The phases table's structure looks like this:
|phase||SMALLINT||Phase number. Used to specify the order in which the phases are processed by the rcptcheck.pl script.|
|level||SMALLINT||Access level needed in order to edit rules within this phase.
Values are: 1=user, 2=domain administrator, 3=system administrator
|description||VARCHAR(80)||Human-readable description for this phase. Used as the phase name in the web interface.|
The default phases, the ones I use on my own systems, are contained in the lib/insert-standard-phases.sql file. They are:
|1||3 (System Admin)||System-wide rules, before all others|
|2||2 (Domain Admin)||Domain-specific rules, before mailbox rules|
|3||1 (User)||Mailbox-specific rules|
|4||2 (Domain Admin)||Domain-specific rules, after mailbox rules|
|5||3 (System Admin)||System-wide rules, after all others|
This set of phases allows a machine owner to set up system-wide rules which either CAN or CANNOT be overridden, by putting the rules into phase 1 (i.e. before anybody else's rules execute) or phase 5 (i.e. after everybody else's rules have executed, if none of those domains' or users' rules matched the message.) They also allow a domain owner to set up domain-wide rules which eithe CAN or CANNOT be overridden by their users, by putting the rules into phase 2 (before the individual mailbox owners' rules execute) or phase 4 (after the mailbox owners' rules execute, if none of their rules matched the message.)

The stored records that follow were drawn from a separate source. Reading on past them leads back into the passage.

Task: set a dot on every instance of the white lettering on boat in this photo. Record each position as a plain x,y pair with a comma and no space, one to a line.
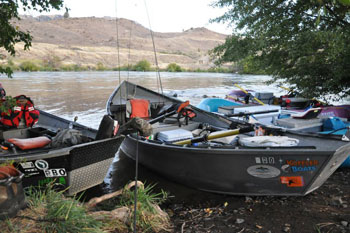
55,172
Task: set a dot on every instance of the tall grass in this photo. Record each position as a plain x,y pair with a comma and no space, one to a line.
149,217
61,214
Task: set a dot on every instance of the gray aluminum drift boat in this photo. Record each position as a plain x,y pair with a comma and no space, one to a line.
76,167
228,168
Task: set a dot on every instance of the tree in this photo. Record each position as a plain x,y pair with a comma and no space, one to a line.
303,43
66,14
10,34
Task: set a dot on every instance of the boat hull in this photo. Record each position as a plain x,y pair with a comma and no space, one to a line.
74,168
237,171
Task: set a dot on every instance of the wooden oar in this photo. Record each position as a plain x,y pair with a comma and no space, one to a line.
250,113
256,99
214,136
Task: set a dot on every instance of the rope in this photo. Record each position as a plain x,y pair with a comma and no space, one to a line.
136,177
159,81
118,56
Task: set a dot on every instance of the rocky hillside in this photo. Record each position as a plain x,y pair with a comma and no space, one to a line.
89,41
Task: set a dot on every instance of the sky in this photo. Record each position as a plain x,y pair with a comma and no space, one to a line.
164,15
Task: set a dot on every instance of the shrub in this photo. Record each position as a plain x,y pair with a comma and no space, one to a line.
173,67
100,67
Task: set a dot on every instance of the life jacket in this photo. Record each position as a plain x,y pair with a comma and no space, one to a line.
25,108
138,108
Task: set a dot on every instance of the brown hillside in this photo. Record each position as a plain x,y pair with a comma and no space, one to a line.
88,41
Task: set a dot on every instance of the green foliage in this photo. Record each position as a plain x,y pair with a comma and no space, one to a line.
304,43
249,66
29,66
60,214
142,65
100,67
173,67
10,34
147,216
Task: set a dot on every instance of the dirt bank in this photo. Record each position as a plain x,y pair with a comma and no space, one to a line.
325,210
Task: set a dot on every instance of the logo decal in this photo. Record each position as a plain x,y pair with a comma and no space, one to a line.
55,172
263,171
27,165
292,181
42,164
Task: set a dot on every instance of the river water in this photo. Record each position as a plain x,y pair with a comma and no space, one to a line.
84,94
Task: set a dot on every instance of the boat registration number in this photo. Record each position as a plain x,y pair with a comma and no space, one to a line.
55,172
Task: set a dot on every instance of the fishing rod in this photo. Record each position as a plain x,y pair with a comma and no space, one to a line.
250,113
215,135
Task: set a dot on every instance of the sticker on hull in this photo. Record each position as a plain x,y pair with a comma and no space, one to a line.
263,171
55,172
292,181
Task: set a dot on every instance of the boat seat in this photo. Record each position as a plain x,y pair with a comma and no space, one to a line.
14,133
30,143
138,108
106,128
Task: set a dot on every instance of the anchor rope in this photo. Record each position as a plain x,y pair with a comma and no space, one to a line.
159,81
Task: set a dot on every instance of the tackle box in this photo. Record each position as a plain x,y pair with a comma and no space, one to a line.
174,135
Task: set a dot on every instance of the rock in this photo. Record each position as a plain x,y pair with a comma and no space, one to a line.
344,223
336,201
239,220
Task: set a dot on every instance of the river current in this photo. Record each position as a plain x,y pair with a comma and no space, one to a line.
84,94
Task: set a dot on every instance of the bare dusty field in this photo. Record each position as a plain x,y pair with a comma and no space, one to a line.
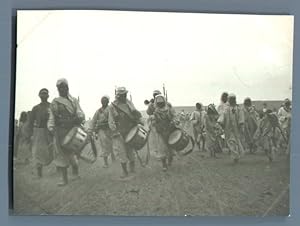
195,184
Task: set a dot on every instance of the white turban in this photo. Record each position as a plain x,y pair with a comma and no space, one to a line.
61,81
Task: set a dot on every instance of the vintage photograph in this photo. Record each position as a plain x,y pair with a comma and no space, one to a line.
135,113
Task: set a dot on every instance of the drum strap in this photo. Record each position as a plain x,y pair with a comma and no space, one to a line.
144,164
128,116
192,148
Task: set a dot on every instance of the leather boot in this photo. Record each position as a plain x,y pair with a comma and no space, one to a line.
105,162
124,170
164,164
64,173
132,167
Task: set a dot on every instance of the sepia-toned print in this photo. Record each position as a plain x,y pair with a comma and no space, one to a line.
131,113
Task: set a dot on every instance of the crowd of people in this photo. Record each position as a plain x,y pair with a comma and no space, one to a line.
40,133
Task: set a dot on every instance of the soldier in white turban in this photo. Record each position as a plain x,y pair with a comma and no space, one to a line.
65,113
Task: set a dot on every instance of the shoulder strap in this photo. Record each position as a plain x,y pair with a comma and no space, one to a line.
119,109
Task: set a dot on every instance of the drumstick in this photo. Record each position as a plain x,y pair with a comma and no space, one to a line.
148,148
139,158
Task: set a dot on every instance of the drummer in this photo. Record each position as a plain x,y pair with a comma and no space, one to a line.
122,117
99,125
37,129
153,139
164,116
65,113
232,120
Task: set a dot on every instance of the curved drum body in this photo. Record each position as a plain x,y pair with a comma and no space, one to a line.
137,137
179,141
75,140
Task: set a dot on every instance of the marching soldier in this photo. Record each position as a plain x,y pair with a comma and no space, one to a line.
164,123
37,128
285,115
122,117
99,125
250,124
232,120
212,130
153,136
65,113
197,119
267,133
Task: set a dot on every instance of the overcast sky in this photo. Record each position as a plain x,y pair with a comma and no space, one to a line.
197,56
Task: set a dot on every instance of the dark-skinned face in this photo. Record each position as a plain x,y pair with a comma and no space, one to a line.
44,97
63,90
232,101
122,97
161,104
104,102
224,98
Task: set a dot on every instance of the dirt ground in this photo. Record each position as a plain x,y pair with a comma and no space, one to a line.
195,184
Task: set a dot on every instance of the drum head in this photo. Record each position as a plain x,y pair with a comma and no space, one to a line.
175,136
131,134
69,136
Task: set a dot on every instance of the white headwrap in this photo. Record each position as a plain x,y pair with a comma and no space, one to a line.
61,81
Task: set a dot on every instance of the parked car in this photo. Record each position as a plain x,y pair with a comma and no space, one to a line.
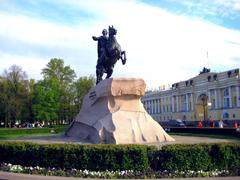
176,123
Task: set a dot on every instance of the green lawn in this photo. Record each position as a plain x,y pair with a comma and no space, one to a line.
18,132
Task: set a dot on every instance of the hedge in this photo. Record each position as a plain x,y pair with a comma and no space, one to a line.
206,157
91,157
4,132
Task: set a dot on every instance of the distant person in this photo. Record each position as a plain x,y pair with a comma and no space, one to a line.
199,124
220,123
235,124
211,123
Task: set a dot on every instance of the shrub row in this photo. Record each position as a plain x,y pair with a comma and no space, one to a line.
24,131
197,157
91,157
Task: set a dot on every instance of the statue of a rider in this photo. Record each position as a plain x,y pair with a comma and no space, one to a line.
102,53
109,51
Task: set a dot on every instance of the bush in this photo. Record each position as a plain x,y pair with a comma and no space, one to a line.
205,157
197,157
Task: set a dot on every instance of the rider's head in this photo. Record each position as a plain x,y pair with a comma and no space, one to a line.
104,32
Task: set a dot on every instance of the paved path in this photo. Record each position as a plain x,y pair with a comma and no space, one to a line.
16,176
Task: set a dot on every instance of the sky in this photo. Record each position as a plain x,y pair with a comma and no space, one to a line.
166,41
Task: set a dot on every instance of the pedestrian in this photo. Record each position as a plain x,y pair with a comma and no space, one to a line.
220,123
199,124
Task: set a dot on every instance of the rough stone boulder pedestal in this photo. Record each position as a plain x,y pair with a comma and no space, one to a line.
112,113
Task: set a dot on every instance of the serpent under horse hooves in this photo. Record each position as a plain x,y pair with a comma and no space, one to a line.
112,53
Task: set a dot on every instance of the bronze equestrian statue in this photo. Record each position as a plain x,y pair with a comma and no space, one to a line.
109,51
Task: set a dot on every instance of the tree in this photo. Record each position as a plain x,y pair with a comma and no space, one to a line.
14,92
64,76
82,86
46,100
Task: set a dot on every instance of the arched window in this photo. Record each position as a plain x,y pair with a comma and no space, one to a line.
225,115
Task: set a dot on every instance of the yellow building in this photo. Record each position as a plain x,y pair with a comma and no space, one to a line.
207,96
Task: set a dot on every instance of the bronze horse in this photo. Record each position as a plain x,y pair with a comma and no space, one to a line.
110,56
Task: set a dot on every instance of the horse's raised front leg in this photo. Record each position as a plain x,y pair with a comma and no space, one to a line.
99,74
109,73
123,57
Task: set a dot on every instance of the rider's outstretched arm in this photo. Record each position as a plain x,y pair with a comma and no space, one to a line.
95,38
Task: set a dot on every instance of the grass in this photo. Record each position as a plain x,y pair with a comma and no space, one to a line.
19,132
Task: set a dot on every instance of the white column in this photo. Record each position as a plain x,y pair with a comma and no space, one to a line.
151,106
238,97
187,102
220,98
192,103
230,96
177,103
209,99
180,103
216,99
159,106
172,103
155,106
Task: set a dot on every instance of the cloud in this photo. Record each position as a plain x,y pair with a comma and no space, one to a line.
161,47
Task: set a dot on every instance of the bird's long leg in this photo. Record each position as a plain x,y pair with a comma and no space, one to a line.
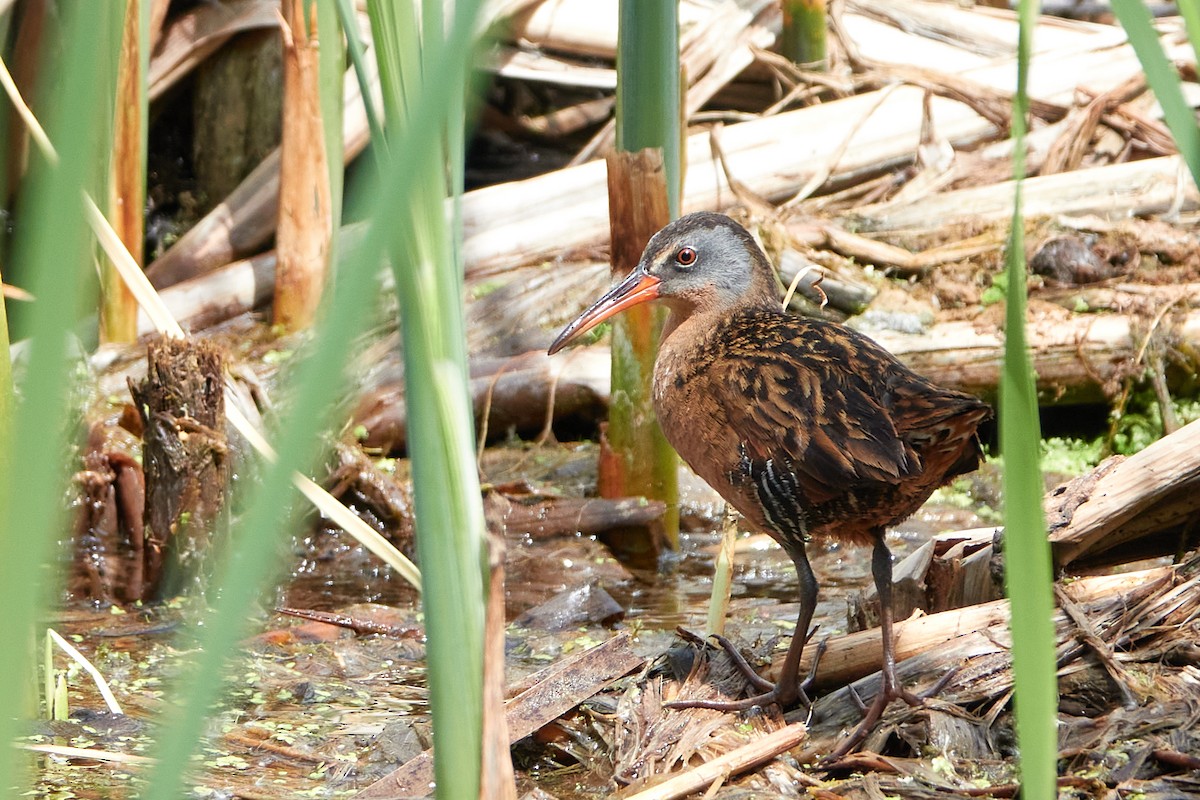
789,690
891,689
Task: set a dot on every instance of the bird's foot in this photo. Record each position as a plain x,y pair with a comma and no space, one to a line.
874,713
768,692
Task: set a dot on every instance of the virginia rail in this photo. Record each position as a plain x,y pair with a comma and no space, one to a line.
807,427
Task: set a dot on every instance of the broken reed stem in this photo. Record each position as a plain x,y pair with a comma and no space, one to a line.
126,190
305,222
723,575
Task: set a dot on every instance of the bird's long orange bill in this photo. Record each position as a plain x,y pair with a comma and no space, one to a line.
635,289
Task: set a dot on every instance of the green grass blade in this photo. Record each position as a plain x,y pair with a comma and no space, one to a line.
1163,79
54,250
1027,571
648,100
445,485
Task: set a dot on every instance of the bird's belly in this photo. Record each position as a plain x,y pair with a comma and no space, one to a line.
699,429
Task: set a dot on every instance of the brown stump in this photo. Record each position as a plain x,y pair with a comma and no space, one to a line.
181,403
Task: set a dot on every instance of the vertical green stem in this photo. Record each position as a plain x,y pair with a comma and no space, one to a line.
449,516
803,35
648,108
1027,572
53,247
648,100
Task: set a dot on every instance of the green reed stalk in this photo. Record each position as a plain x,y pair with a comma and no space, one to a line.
53,246
648,107
1027,569
803,35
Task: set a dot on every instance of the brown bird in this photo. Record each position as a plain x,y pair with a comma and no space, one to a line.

I have found that these phases provide enough flexibility for my needs and the needs of my clients and users. However, if your needs are different, you can change the list of phases. The web interface does not offer any way to edit the phases, however you can make changes by either editing the insert-standard-phases.sql file before using it, or by runninging UPDATE, INSERT, and DELETE queries against the phases table in your database.
If you do edit the list of phases, you should make sure that the phase numbers start with 1, and that they are sequential (i.e. 1, 2, 3, etc.) without skipping any numbers. Changing the phase names after you have started using the system won't cause any problems, however changing the phase numbers or the access levels might cause confusion with any rules which already exist in the database. For this reason, I recommend that if you do plan to change the phase numbers or access levels, you should do it when you first install the system, before any rules are created... or you should be prepared to manually adjust the "phase" values for any rules which may already exist in the database.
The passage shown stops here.